未来の自動車業界を語る上で欠かせない言葉がCASE(Conneted Autonomous Shared Electric)です。これは、「コネクテッド、自動運転、シェアリング、電動化」を意味します。この自動車業界において、現在、時価総額トップの企業がテスラ(Tesla)です。そのテスラの時価総額は、9,027億ドル(約124.6兆円)、2位はトヨタ自動車で約29兆円、3位はフォルクスワーゲン(VW)で836.7億ユーロ(約11.5兆円)です。テスラがトヨタ自動車の時価総額を抜いたのは、2020年7月のことです。いまや、トヨタ自動車の4倍もの時価総額を有する存在になっています。
テスラが先月(2022年7月)に発表した2022年第2四半期(4~6月)の売上高は169億3400万ドル(約2兆3369億円、前年同期比42%増加)、営業利益は24億6400万ドル(同約3400億円、同88%増加)、売上高営業利益率は14.6%(同3.58ポイント増)と高水準の業績を達成しています。
2021年度の決算で、このテスラのCCC(Cash Conversion Cycle)がマイナスになりました。CCCは、原材料を仕入れて、生産、販売、現金回収までの日数を表します。CCCは、売上債権回転日数と棚卸資産回転日数の合計から支払債務回転日数を差し引いて求めます。そして、このCCCが短くなればなるほど、フリーキャッシュフローが増加することになります。テスラのCCCはマイナス15日とトヨタ自動車の31日、フォルクスワーゲンの74日と比較しても大幅に短いことがわかります。

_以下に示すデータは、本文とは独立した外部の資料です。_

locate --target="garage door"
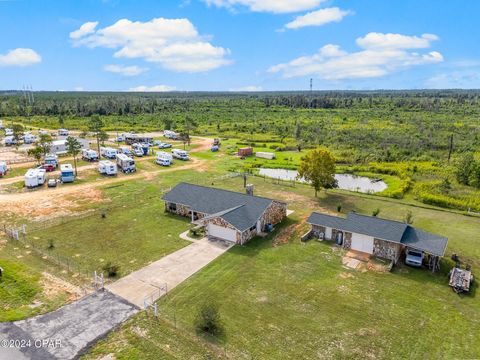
[351,233,373,254]
[207,224,237,242]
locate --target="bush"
[195,302,223,336]
[102,261,120,278]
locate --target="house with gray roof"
[162,183,287,244]
[307,212,448,263]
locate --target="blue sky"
[0,0,480,91]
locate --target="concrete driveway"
[106,238,234,308]
[0,291,139,360]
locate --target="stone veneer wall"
[343,231,352,249]
[373,238,401,261]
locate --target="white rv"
[3,135,17,146]
[98,160,117,175]
[82,149,98,161]
[0,161,8,177]
[155,151,173,166]
[23,133,37,144]
[100,147,117,159]
[117,154,136,174]
[172,149,189,160]
[25,169,47,188]
[43,154,58,167]
[163,130,178,140]
[60,164,75,183]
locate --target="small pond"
[259,169,387,193]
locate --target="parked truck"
[0,161,8,177]
[100,147,118,159]
[43,154,58,168]
[25,169,47,189]
[60,164,75,183]
[82,149,98,161]
[117,154,136,174]
[98,160,117,176]
[155,151,173,166]
[172,149,189,161]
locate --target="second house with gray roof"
[162,183,287,244]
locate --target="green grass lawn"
[84,174,480,359]
[29,181,189,276]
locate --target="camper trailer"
[23,133,37,144]
[3,135,17,146]
[60,164,75,183]
[100,147,117,159]
[0,161,8,177]
[25,169,47,188]
[82,149,98,161]
[43,154,58,168]
[172,149,189,160]
[255,151,275,160]
[98,160,117,176]
[155,151,173,166]
[163,130,178,140]
[118,146,133,156]
[117,154,136,174]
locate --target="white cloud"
[70,21,98,40]
[0,48,42,66]
[127,85,175,92]
[103,65,148,76]
[229,85,263,92]
[203,0,325,13]
[69,18,231,73]
[268,33,443,81]
[356,32,438,49]
[285,7,351,29]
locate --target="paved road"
[0,291,139,360]
[107,238,233,307]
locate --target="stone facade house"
[163,183,287,244]
[307,212,448,263]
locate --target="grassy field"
[84,174,480,359]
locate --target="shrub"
[102,261,120,278]
[195,302,223,336]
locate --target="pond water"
[260,168,387,193]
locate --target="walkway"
[106,238,233,307]
[0,291,139,360]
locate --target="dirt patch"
[41,272,85,301]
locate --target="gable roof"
[307,212,448,256]
[162,183,282,231]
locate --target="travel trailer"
[43,154,58,168]
[25,169,47,189]
[23,133,37,144]
[100,147,117,159]
[98,160,117,176]
[117,154,136,174]
[172,149,189,160]
[3,135,17,146]
[0,161,8,177]
[155,151,173,166]
[82,149,98,161]
[60,164,75,183]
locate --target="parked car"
[405,249,423,267]
[47,179,57,187]
[40,164,55,172]
[158,142,172,149]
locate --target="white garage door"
[207,224,237,242]
[351,233,373,254]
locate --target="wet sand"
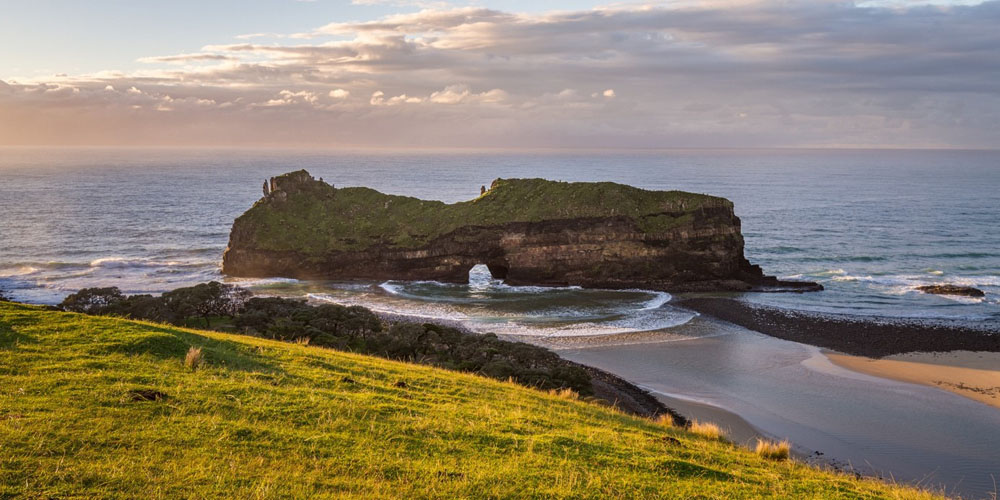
[671,297,1000,358]
[548,316,1000,498]
[824,351,1000,408]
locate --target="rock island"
[223,170,822,291]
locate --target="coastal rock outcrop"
[917,285,986,297]
[223,170,822,291]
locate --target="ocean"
[0,148,1000,336]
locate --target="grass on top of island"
[243,174,732,255]
[0,303,932,498]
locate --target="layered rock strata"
[223,171,821,291]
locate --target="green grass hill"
[0,303,930,498]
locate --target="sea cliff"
[223,170,819,291]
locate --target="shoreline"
[671,297,1000,358]
[823,351,1000,409]
[376,312,688,425]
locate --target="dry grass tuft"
[549,387,580,401]
[753,438,792,460]
[688,420,726,439]
[653,413,674,427]
[184,347,205,370]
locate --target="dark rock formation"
[917,285,986,297]
[223,171,821,291]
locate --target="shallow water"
[558,318,1000,498]
[0,149,1000,495]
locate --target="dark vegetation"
[60,281,593,396]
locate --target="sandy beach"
[824,351,1000,408]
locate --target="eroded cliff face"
[223,171,808,291]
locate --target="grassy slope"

出所:オントラック作成、日本経済新聞 2022年6月23日 「テスラ、製造業で異例の「運転資金不要」」記載の数値を参考
CCCのマイナスは、仕入先への支払よりも、顧客からの入金の方が早いことを意味します。つまり、売上が増加すればするほど、キャッシュが増えることを意味します。テスラの売上債権回転日数が13日と短いのは、もともと受注生産に近いことに原因があるようです。つまり、生産する前から手元にお金がある状態だということです。テスラは販売店舗も持たず(ショールームはあり)、オンラインで直販しています。
棚卸資産回転日数は45日とトヨタ自動車の50日よりも短く、フォルクスワーゲンの86日の半分近くになっています。この棚卸資産回転日数は原材料を仕入れてから販売するまでのリードタイムを表します。もともと、ピーク時には、152日あった棚卸資産回転日数をここまで短くできたのは、テスラが部品点数の削減や生産プロセスの効率化を推し進めてきたからです。日経新聞の取材にイーロン・マスクCEOはこう答えています。「地産地消を進め、仕入れから組み立て、販売までの時間を短くすればキャッシュが次々と入ってくる」
また、原材料を仕入れてから仕入先への代金の支払いまでの日数(支払債務回転日数)は73日と、トヨタ自動車の59日、フォルクスワーゲンの44日と比較しても長いことがわかります。これは仕入先にとっては、テスラからの現金回収が遅いことを意味しますので好ましいものではありません。この一見すると仕入先に不利な取引条件は、テスラの交渉力の強さの結果なのでしょうか。いずれにしても、こうして生み出されたキャッシュを中国や欧州などの工場建設やバッテリー開発などの投資に向けています。テスラの更なる成長が楽しみです。